Let $f(x)$ be an element of $\mathbb{Z}_3[x]/\textbf{(}x^3+2x+1\textbf{)}$. Then $f(x)=p(x)+\textbf{(}x^3+2x+1\textbf{)}$ for some arbitrary polynomial $p(x)$ belonging to $\mathbb{Z}_3[x]$ (here $\mathbb{Z}_3$ denotes the integers modulo $3$). We seek a "nicer" form for $f(x)$.
First of all, we may write $f(x)=p(x)+k(x)(x^3+2x+1)$ for some $k(x)\in\mathbb{Z}_3[x]$. By the Division Algorithm, we have $p(x)=q(x)(x^3+2x+1)+r(x)$ for some $q(x),r(x)\in\mathbb{Z}_3[x]$ such that either $r(x)=0$ or $\deg(r(x))<\deg(x^3+2x+1)=3$.
In the case that $r(x)=0$, we have $f(x)=q(x)(x^3+2x+1)+k(x)(x^3+2x+1)=(q(x)+k(x))(x^3+2x+1)$, so $f(x)$ is just the zero element of the quotient ring.
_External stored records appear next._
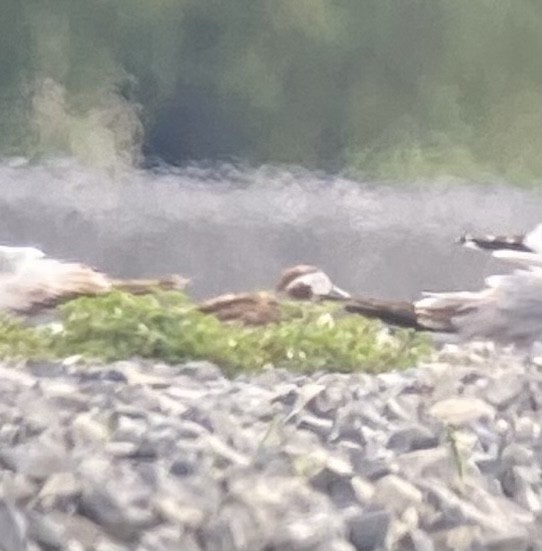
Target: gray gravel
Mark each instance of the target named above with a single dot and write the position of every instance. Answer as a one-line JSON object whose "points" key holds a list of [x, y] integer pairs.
{"points": [[150, 457]]}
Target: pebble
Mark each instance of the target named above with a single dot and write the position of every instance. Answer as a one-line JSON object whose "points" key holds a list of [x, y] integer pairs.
{"points": [[143, 456]]}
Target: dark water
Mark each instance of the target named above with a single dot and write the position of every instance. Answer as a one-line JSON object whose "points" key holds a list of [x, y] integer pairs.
{"points": [[235, 229]]}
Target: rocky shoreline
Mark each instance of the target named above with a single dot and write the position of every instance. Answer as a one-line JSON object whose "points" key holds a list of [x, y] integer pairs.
{"points": [[148, 457]]}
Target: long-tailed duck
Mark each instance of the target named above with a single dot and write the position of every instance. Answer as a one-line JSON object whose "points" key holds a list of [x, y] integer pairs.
{"points": [[301, 282], [523, 242], [507, 310]]}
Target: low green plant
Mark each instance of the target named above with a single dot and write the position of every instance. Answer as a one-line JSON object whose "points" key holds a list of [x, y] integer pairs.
{"points": [[167, 326]]}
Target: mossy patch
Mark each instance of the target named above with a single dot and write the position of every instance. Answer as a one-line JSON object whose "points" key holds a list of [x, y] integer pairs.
{"points": [[167, 326]]}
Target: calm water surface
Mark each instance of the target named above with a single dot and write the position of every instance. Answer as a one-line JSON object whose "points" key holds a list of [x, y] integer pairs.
{"points": [[234, 229]]}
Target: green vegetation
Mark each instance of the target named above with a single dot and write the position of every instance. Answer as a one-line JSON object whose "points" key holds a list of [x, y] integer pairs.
{"points": [[387, 88], [166, 326]]}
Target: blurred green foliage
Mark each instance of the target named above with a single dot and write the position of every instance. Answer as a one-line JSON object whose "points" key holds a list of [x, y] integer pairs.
{"points": [[167, 326], [386, 87]]}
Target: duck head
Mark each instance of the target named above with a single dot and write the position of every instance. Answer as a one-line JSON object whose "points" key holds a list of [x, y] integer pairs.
{"points": [[307, 282]]}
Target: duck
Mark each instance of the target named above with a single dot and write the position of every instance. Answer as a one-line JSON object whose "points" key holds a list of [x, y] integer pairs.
{"points": [[507, 310], [522, 242], [32, 281], [302, 282]]}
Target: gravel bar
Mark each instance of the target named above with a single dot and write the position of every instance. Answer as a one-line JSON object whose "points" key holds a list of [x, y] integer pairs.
{"points": [[143, 456]]}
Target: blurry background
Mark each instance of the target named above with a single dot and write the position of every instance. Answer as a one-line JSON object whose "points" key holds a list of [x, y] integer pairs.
{"points": [[226, 140]]}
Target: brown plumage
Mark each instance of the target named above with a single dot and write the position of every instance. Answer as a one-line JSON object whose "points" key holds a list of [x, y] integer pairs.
{"points": [[31, 282], [248, 308], [530, 242], [301, 282]]}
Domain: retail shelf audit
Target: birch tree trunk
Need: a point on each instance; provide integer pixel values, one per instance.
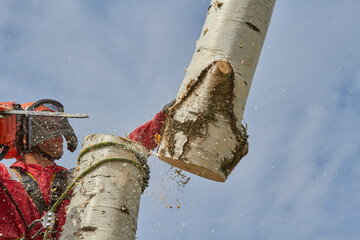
(203, 133)
(105, 203)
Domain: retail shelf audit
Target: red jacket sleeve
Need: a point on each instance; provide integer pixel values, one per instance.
(145, 134)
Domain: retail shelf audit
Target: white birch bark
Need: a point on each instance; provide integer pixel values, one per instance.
(105, 203)
(203, 133)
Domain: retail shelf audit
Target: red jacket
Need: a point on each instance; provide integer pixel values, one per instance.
(11, 223)
(146, 134)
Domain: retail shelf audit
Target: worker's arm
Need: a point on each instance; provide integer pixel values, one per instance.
(147, 133)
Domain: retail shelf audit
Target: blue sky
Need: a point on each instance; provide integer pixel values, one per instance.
(121, 61)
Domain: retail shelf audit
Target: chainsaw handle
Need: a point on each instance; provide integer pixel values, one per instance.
(4, 149)
(6, 106)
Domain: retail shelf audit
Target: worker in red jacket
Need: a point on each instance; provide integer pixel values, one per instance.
(30, 186)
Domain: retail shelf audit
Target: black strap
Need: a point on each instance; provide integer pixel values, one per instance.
(58, 186)
(33, 190)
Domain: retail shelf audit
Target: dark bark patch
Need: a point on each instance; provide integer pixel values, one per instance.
(253, 27)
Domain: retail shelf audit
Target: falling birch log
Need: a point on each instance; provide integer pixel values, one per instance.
(105, 203)
(203, 133)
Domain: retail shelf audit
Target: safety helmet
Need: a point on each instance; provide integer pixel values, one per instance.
(37, 129)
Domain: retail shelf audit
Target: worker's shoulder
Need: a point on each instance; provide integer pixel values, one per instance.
(4, 174)
(7, 174)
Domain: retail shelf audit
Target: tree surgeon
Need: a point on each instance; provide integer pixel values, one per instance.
(31, 185)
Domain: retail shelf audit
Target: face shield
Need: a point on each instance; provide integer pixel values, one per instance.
(42, 128)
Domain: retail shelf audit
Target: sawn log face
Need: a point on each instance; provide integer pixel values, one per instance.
(206, 142)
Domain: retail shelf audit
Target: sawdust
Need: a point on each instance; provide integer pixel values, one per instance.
(171, 185)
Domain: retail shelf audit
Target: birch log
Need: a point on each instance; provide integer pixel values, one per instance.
(105, 203)
(203, 133)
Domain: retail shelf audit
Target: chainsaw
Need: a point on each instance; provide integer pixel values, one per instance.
(16, 122)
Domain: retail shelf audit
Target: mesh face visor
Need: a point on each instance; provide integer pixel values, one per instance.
(42, 128)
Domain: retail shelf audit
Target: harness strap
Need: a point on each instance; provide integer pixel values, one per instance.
(13, 175)
(33, 190)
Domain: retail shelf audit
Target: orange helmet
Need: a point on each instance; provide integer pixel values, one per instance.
(36, 129)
On the other hand, if $\deg(r(x))<\deg(x^3+2x+1)=3$, then write $r(x)=ax^2+bx+c$ and we have $$ \begin{align*} f(x)&=q(x)(x^3+2x+1)+ax^2+bx+c+k(x)(x^3+2x+1)\\ &=ax^2+bx+c+(q(x)+k(x))(x^3+2x+1), \end{align*} $$ so in reality we can write $f(x)=ax^2+bx+c+\textbf{(}x^3+2x+1\textbf{)}$. When $r(x)=0$ just set $a=b=c=0$, so we have found a nicer form for $f(x)$.
Note that I am using $\textbf{bold}$ parentheses to denote ideal, and regular parentheses to denote multiplication.
Is this line of reasoning sound? And is it true that we can generalize this?
Yeah this looks good.
The general idea is: if $f(x)\in\mathbb F[x]$ is an irreducible polynomial over a field $\mathbb F$, then $\mathbb F[x]/\langle f(x)\rangle$ is a field as well as an $\mathbb F$-vector space of dimension $n:=\deg(f)$. A basis is just the images of $1,x,\ldots,x^{n-1}$ in the quotient space. So in this case the basis is the images of $1,x,x^2$ (as you have with the $a,b,c$ coefficients). In terms of writing an element of the quotient space, it is just of the form $a_0+a_1x+\cdots+a_{n-1}x^{n-1}+\langle f(x)\rangle$ for some $a_j\in\mathbb F$.